PCA is a dimension reduction tool, not a classifier. In Scikit-Learn, all classifiers and estimators have a predict
method which PCA does not. You need to fit a classifier on the PCA-transformed data. Scikit-Learn has many classifiers. Here is an example of using a decision tree on PCA-transformed data. I chose the decision tree classifier as it works well for data with more than two classes which is the case with the iris dataset.
from sklearn.decomposition import PCA
from sklearn.tree import DecisionTreeClassifier
from sklearn.datasets import load_iris
# load data
iris = load_iris()
# initiate PCA and classifier
pca = PCA()
classifier = DecisionTreeClassifier()
# transform / fit
X_transformed = pca.fit_transform(iris.data)
classifier.fit(X_transformed, iris.target)
# predict "new" data
# (I'm faking it here by using the original data)
newdata = iris.data
# transform new data using already fitted pca
# (don't re-fit the pca)
newdata_transformed = pca.transform(newdata)
# predict labels using the trained classifier
pred_labels = classifier.predict(newdata_transformed)

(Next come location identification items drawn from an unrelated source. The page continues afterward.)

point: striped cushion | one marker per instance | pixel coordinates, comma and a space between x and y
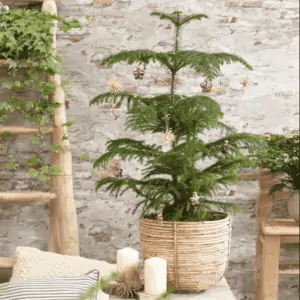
50, 288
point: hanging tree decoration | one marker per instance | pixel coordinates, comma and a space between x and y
138, 73
114, 85
167, 137
226, 147
195, 199
3, 8
114, 167
159, 216
206, 86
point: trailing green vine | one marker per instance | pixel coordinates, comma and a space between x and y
26, 59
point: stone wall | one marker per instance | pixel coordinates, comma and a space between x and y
265, 33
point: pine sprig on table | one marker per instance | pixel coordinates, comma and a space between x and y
170, 175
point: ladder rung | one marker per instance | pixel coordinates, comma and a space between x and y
289, 262
6, 262
24, 130
26, 197
289, 272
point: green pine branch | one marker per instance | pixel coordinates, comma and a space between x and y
140, 57
109, 97
207, 64
175, 20
126, 149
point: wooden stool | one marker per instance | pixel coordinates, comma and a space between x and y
269, 235
272, 233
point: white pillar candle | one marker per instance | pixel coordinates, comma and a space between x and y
155, 276
127, 257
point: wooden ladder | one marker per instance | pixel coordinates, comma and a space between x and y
62, 229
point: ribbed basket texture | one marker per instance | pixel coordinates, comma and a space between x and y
196, 252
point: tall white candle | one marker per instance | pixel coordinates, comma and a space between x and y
127, 257
155, 276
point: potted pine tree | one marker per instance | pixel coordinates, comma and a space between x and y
180, 219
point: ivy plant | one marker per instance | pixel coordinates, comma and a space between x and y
27, 57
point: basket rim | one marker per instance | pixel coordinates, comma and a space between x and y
227, 217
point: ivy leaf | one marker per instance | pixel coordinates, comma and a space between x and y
33, 161
11, 165
56, 148
84, 156
44, 169
34, 139
43, 177
69, 123
55, 170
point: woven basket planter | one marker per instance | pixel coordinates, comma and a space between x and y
196, 252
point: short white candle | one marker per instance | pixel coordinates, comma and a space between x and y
155, 276
127, 257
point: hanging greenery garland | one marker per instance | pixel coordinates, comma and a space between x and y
26, 59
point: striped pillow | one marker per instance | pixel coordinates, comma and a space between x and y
50, 288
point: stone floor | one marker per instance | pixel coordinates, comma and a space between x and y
241, 270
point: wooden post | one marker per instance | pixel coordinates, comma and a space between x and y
263, 211
63, 230
270, 268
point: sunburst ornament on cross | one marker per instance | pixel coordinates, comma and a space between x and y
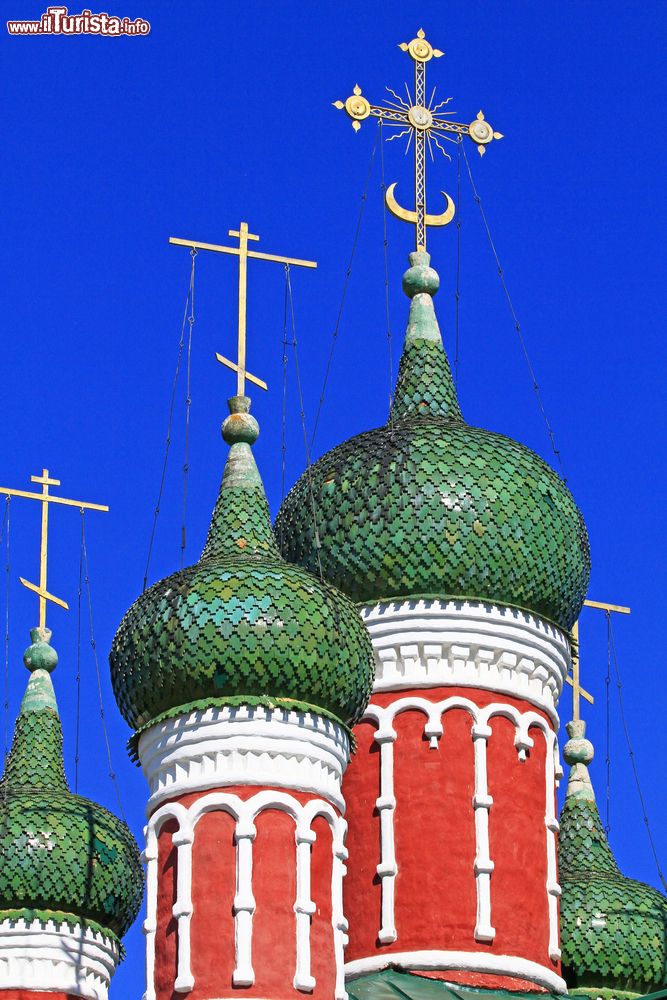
425, 124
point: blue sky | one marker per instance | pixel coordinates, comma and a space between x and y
223, 113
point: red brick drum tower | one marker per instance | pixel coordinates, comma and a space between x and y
469, 562
240, 676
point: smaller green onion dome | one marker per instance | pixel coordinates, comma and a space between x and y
613, 929
63, 857
428, 506
241, 625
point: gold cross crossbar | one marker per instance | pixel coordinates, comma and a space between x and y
574, 681
417, 118
45, 498
242, 253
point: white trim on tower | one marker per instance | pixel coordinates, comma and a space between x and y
244, 745
244, 813
385, 737
52, 957
461, 961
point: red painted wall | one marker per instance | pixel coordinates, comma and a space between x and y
274, 922
33, 995
434, 829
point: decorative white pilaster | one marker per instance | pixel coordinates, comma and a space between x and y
245, 812
481, 732
304, 908
387, 869
482, 802
244, 901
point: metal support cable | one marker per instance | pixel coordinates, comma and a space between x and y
632, 755
181, 344
607, 758
283, 441
93, 644
309, 475
517, 325
457, 294
334, 336
78, 664
4, 534
385, 244
188, 402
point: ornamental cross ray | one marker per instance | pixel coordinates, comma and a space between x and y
425, 124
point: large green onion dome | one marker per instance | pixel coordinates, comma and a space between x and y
428, 506
241, 626
613, 929
64, 857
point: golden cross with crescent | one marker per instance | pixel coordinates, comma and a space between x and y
420, 121
46, 498
577, 690
242, 253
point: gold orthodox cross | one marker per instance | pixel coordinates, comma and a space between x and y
577, 690
242, 253
45, 498
421, 123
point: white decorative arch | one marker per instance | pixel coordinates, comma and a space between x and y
244, 812
481, 731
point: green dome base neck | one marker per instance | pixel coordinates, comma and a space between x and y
430, 505
424, 386
61, 854
58, 917
241, 624
604, 993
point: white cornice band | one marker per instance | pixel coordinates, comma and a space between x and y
244, 745
432, 643
460, 961
51, 957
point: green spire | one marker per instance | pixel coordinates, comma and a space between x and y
583, 844
241, 524
613, 929
424, 386
35, 760
64, 858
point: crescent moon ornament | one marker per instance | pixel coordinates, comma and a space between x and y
407, 216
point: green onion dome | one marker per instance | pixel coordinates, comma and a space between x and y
428, 506
613, 929
241, 626
64, 857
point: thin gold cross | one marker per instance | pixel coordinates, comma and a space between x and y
417, 119
242, 253
574, 681
45, 498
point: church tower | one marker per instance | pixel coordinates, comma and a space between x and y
241, 676
70, 878
468, 561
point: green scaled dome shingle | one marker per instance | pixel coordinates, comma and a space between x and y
241, 625
430, 506
63, 856
613, 929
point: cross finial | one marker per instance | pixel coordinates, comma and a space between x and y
242, 252
578, 691
45, 498
418, 118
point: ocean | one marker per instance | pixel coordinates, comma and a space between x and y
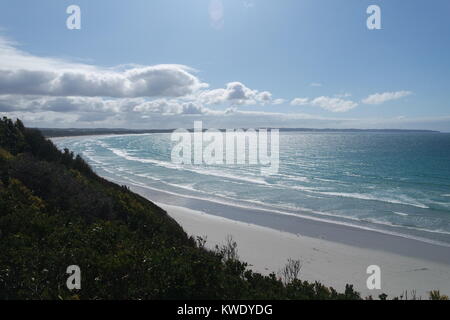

SciKit learn has a convenient tool called Pipeline which lets you chain together transformers and a final classifier:
# you can make this a lot easier using Pipeline
from sklearn.pipeline import Pipeline
# fits PCA, transforms data and fits the decision tree classifier
# on the transformed data
pipe = Pipeline([('pca', PCA()),
('tree', DecisionTreeClassifier())])
pipe.fit(iris.data, iris.target)
pipe.predict(newdata)
This is especially useful when doing cross-validation as it prevents you from accidentally re-fitting ANY step of the pipeline on your testing dataset:
from sklearn.cross_validation import cross_val_score
print cross_val_score(pipe, iris.data, iris.target)
# [ 0.96078431 0.90196078 1. ]
By the way, you may not even need to use PCA to get good classification results. The iris dataset doesn't have many dimensions and decision trees will already perform well on the untransformed data.